La lluvia caía con más fuerza que nunca, golpeando la ciudad como si quisiera borrar todo rastro de calor y vida. Alejandro estaba empapado, temblando de frío, y cada paso que daba le dolía más que el anterior. La noche parecía infinita, y las luces de la calle apenas iluminaban su camino.
Se apoyó contra un muro, agotado, con la maleta a su lado. El hambre le dolía en el estómago como un punzante recordatorio de que la libertad no era fácil. Sus manos, heladas y adoloridas, intentaban protegerse mientras trataba de encontrar algún refugio que lo resguardara de la tormenta.
Cada sombra era una amenaza, cada sonido un recordatorio de lo solo que estaba. La ciudad que antes le parecía un lugar de sueños ahora se había convertido en un laberinto hostil, indiferente a su sufrimiento.
—Tengo que seguir… —susurró para sí mismo, abrazando su mochila—. No puedo rendirme.
Pero la desesperación lo estaba alcanzando. Sus fuerzas disminuían, y la noche parecía más oscura y larga que cualquier otra que hubiera vivido.
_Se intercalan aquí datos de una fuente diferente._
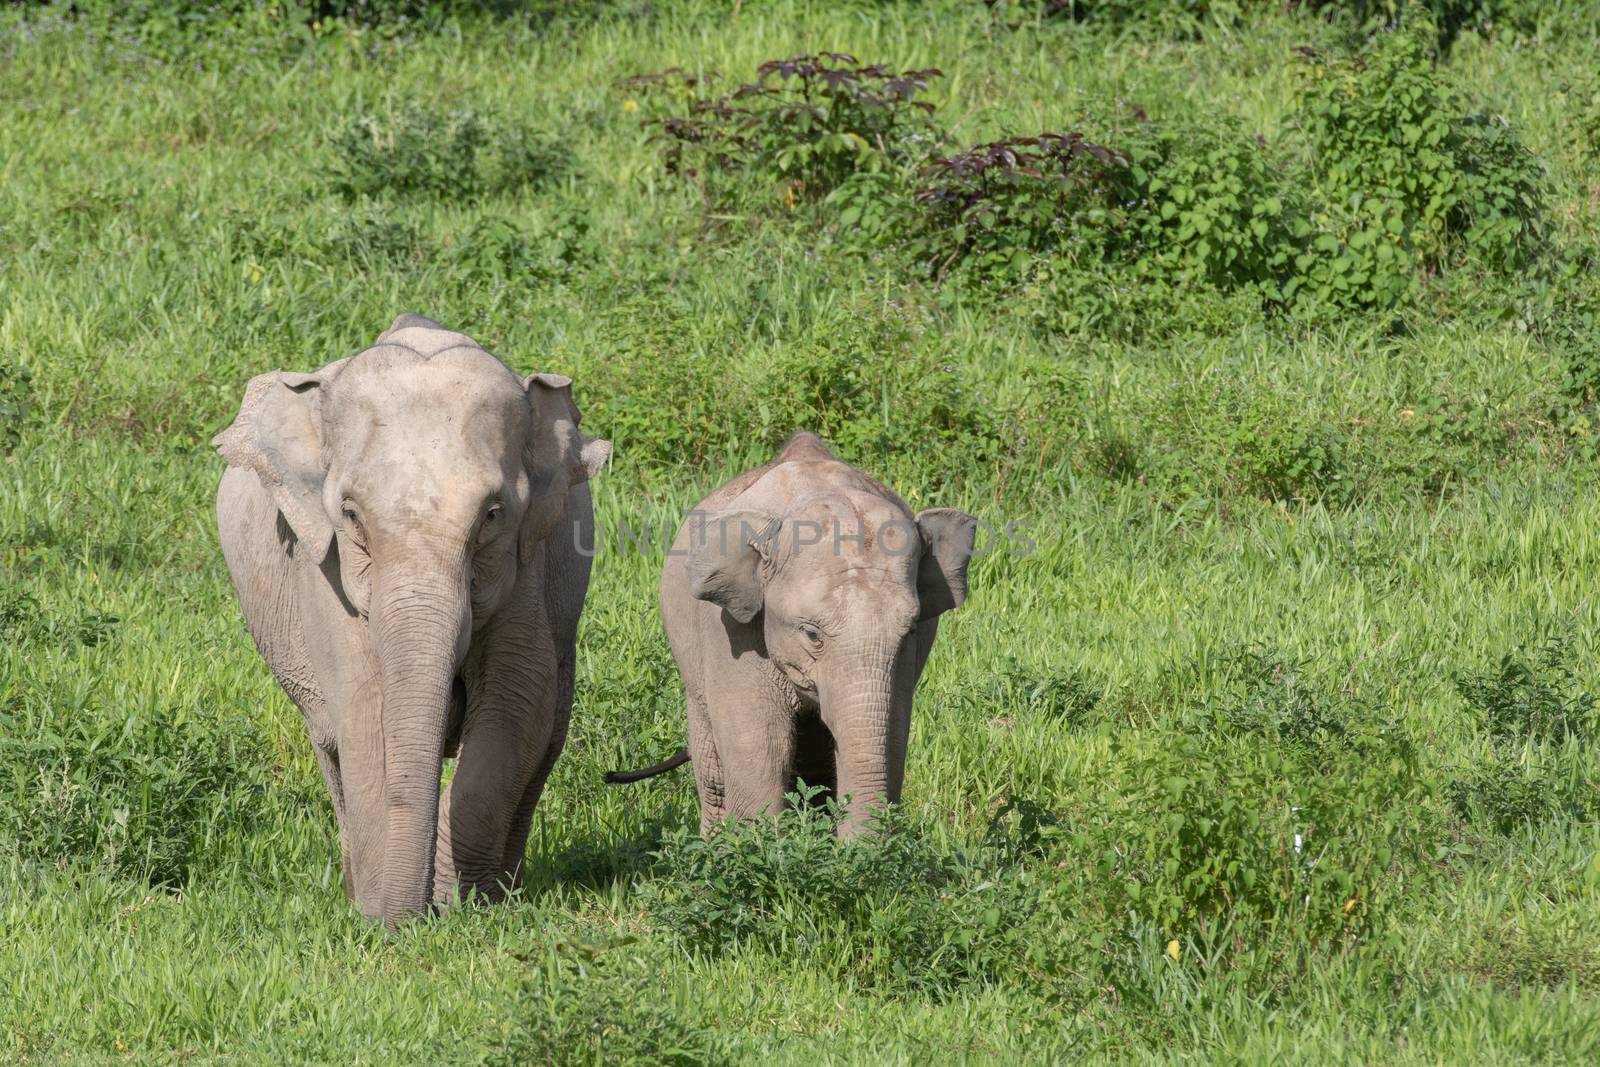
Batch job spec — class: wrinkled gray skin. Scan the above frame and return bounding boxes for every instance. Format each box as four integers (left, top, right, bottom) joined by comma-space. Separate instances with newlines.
214, 314, 609, 927
647, 433, 975, 836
Cada paso era un riesgo, cada movimiento, un recordatorio de que la calle no perdona.
Mientras se acurrucaba bajo un pequeño techo improvisado, Alejandro cerró los ojos por un momento. Sentía el frío calando hasta los huesos y el hambre apretándole el estómago. La realidad de su situación era brutal: la libertad tenía un precio muy alto, y Alejandro estaba pagando con su cuerpo y su alma.
Y sin saberlo, esta noche sería una de las más difíciles de su vida, el preludio de un peligro que cambiaría todo para siempre.